The Dog With The Chip in His Neck: Essays from NPR & Elsewhere
St. Martin's Press, 1996
Trenchant, occasionally splenetic, and always brutally funny, Romanian-born Codrescu confronts the convulsions of our post-ideological world at a time when "the advent of cyberspace and the caffeinating of America has occurred simultaneously." With these newest essays from 1994 and 1995 - some that are straight off the NPR airwaves and some that have served as magazine pieces or speeches - Codrescu takes us on a roller-coaster tour through our own dramatically changing country.

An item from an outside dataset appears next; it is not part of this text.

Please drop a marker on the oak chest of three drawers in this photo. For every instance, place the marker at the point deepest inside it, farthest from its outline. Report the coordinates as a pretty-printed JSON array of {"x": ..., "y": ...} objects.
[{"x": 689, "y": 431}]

Making stops along the way to observe the shifting American landscape, our incisive guide confronts, among other curiosities: the ever-increasing illusion of democracy; the Internet and sex in the cyber age; the rise and rerise of the religious Right; the grotesquerie born out of the cooling shards of post-Communism; the transformation of the American palate; the ascendance of vampirism; and the new millennial contagion. Andrei Codrescu has been keeping his audience abreast of the absurdities of American culture for over ten years, and his trademark irony, buoyant paranoia, and mystical cynicism are once again in ample evidence in this collection. Along for the ride are all of his familiar characters, including puppets, fascists, airplanes, and Greyhound buses, but now his menagerie has expanded to include one electronically adjusted dog, Miss America, and an alligator god.